Kurlansky's tale is promiscuously researched, citing commission reports, diary entries, old newspaper articles and cookbooks that date back to the 17th century. Sometimes the book feels bogged down with excessive material the author came across in the historical society (how many 19th-century recipes do we really need to understand the oyster's popularity?), but its tendency to digress is also its strong suit. Clearly, Kurlansky was faced with an embarrassment of research riches, and many of the delightful tidbits he includes keep the book feeling carbonated, even if they do feel freestanding. Some pearls: Sturgeon caviar was the peanut of the early 1900s, with bars typically serving free bowls of the stuff; Central Park used to be Seneca Village, home to the Seneca Indians; and when New York's first prostitute, Griet Reyniers, married a pirate in the mid-1700s, the couple moved to Long Island and became wealthy landowners.
Indeed, the book often feels more concerned with New York than with oysters, and the oyster material feels as if it has been slapped onto the page as an afterthought. In the bibliography, New York history books take up five pages, whereas there is only one page on oysters. The Big Oyster can feel slightly third-hand, and could have done with some up-close and sensual writing about oysters. At one point Kurlansky says that "oysters taste like eating the sea," and more of this mouthwatering prose might have righted the balance between the book's two subjects, and allowed the billboarded stars, the oysters, to shine and squirt through.

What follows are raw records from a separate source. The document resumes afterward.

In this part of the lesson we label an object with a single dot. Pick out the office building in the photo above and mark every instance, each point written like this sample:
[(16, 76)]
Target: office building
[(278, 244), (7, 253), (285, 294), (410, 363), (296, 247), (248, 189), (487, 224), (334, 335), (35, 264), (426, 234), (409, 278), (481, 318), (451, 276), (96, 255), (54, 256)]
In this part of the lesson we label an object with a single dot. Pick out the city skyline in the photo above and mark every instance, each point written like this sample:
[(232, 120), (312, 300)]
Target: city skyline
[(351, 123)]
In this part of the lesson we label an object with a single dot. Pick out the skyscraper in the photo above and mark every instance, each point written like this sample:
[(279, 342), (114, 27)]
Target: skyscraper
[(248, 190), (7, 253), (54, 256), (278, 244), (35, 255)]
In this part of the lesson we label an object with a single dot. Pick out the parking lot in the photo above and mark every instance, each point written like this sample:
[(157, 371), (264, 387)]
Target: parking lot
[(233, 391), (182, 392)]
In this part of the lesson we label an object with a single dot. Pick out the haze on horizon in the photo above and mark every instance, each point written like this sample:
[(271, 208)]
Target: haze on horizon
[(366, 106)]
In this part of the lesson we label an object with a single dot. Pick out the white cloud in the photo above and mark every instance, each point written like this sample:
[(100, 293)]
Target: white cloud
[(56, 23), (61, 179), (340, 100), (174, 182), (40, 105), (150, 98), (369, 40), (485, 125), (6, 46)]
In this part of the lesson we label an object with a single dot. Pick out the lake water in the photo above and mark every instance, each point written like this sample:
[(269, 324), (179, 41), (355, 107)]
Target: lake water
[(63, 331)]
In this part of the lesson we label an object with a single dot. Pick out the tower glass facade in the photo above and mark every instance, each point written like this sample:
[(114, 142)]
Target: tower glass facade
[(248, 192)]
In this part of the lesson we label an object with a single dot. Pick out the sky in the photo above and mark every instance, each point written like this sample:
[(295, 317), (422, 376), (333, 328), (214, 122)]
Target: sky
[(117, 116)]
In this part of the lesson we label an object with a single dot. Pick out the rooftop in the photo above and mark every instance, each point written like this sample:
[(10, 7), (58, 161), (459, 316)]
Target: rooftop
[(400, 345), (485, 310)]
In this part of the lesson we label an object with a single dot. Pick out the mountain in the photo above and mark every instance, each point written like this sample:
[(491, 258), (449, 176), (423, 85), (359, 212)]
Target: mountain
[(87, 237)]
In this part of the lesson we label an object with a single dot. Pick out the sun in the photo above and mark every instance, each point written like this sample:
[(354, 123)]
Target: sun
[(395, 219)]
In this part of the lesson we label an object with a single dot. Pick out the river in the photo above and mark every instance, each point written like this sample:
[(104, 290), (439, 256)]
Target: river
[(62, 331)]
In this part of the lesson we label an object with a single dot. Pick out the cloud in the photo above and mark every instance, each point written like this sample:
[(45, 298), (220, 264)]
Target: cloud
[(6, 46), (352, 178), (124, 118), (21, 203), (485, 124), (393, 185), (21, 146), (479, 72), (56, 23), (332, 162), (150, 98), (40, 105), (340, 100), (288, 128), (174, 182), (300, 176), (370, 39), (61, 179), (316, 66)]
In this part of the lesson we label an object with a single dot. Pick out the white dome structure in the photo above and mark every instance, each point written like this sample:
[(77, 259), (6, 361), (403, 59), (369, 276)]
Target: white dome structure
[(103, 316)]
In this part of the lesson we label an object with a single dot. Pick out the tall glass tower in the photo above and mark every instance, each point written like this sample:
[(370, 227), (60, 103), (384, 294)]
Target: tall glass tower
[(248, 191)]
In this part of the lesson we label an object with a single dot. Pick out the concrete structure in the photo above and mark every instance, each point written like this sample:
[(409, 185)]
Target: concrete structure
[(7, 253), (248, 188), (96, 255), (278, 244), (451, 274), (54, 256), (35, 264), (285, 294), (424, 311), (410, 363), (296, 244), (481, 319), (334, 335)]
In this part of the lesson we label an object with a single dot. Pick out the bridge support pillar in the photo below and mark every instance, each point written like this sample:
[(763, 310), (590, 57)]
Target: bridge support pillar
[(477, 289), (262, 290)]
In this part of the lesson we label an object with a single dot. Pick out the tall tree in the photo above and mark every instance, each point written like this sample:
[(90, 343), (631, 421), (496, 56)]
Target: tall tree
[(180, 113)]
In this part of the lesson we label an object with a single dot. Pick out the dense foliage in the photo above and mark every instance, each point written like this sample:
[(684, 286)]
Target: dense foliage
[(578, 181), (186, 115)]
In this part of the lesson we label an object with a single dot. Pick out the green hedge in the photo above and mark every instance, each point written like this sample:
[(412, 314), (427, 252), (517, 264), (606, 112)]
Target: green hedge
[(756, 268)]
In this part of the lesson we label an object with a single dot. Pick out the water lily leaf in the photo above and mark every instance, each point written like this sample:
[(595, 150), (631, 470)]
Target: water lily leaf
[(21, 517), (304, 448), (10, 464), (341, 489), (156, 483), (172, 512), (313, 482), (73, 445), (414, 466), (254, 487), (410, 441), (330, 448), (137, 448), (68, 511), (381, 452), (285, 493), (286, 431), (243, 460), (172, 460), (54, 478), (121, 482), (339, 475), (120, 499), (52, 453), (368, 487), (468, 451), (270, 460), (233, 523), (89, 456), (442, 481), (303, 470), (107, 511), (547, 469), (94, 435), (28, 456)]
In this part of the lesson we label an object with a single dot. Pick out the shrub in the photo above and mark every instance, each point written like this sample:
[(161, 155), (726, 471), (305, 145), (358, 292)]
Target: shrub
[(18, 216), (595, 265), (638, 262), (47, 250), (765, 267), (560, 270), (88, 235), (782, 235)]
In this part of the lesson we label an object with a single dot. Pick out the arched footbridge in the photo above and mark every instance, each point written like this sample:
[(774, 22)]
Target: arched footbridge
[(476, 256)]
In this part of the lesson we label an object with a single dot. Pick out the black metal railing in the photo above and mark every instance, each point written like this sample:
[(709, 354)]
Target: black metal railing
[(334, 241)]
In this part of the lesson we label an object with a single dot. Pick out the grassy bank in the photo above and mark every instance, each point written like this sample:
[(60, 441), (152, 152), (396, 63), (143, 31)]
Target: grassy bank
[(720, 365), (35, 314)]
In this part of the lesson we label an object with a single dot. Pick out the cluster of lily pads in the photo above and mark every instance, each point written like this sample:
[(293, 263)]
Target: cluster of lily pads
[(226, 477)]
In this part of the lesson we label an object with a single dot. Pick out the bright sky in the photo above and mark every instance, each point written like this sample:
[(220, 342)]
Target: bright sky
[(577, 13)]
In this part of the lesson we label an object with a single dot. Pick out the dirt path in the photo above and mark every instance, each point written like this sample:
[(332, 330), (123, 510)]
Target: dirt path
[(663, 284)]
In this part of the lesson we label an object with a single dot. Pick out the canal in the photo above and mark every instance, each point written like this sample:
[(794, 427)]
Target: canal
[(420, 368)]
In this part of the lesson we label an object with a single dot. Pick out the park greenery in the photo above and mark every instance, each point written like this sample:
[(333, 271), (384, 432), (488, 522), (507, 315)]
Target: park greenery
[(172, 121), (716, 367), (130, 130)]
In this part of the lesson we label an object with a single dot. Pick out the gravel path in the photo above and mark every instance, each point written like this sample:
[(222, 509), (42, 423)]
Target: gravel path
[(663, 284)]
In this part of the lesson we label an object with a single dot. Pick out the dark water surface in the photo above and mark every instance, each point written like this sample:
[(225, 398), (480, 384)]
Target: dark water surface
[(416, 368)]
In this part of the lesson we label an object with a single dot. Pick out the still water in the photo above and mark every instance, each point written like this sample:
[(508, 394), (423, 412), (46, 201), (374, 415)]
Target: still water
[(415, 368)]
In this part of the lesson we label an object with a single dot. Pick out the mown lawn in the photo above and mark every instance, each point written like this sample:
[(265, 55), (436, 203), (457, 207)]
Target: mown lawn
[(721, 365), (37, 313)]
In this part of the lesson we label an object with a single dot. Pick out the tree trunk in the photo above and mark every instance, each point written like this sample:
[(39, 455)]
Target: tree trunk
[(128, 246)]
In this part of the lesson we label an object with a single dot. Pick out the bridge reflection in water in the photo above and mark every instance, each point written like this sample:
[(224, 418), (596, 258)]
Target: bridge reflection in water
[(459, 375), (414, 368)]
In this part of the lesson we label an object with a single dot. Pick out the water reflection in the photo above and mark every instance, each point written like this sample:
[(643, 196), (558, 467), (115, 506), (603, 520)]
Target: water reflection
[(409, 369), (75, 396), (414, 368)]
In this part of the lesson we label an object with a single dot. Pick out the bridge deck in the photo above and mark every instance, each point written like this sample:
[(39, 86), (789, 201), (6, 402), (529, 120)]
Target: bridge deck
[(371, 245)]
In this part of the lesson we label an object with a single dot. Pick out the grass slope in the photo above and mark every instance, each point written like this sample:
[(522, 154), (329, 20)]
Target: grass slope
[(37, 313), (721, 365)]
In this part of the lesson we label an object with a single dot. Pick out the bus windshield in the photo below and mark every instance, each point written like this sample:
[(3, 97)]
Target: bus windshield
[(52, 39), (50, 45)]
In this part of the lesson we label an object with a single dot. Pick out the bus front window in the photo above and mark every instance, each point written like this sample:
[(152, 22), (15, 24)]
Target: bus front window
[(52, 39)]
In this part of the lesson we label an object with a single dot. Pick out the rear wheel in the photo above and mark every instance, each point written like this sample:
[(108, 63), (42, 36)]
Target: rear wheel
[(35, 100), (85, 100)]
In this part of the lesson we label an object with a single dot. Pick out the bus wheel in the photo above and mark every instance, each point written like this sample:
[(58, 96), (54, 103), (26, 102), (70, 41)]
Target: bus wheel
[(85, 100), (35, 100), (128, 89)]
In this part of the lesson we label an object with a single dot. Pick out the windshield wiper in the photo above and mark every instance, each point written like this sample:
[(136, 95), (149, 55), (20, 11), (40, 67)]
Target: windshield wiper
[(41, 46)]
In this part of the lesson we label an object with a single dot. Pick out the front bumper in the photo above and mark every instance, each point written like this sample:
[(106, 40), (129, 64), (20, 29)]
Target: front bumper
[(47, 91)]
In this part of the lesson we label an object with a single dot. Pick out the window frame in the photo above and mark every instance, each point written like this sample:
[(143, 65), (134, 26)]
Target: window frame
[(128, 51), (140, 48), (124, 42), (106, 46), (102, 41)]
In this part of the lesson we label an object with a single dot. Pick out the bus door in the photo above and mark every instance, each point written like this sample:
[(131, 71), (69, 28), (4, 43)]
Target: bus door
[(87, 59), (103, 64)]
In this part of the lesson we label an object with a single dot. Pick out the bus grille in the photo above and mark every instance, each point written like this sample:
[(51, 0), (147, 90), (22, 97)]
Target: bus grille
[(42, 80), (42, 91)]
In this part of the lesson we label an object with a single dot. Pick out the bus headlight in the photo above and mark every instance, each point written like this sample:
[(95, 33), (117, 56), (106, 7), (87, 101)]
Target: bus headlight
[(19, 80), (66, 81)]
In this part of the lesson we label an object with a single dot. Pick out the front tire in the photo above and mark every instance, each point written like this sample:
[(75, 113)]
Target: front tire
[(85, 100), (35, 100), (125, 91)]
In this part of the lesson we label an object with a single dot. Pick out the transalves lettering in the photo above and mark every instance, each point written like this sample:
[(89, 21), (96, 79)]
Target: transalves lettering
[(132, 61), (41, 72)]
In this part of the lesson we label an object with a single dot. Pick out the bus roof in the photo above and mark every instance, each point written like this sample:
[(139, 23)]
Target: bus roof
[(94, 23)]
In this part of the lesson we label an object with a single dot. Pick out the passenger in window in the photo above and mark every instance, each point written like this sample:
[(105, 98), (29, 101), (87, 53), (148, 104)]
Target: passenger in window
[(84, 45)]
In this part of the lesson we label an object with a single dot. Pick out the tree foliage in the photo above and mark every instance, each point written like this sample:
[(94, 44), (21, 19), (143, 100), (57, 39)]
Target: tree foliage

Thanks to the efforts of myriad environmentalist groups, our waters are in better shape than they were a century ago, and the Hudson is now considered one of the healthier estuaries in the North Atlantic region. New York is still not producing its own oysters, but all hope is not lost. New York oysters have been around for the last 520 million years and, despite the pollution, my money's on them.
Lauren Mechling is a New York writer and oyster lover. She co-authored The Rise and Fall of a 10th Grade Social Climber and All Q, No A, due out in June.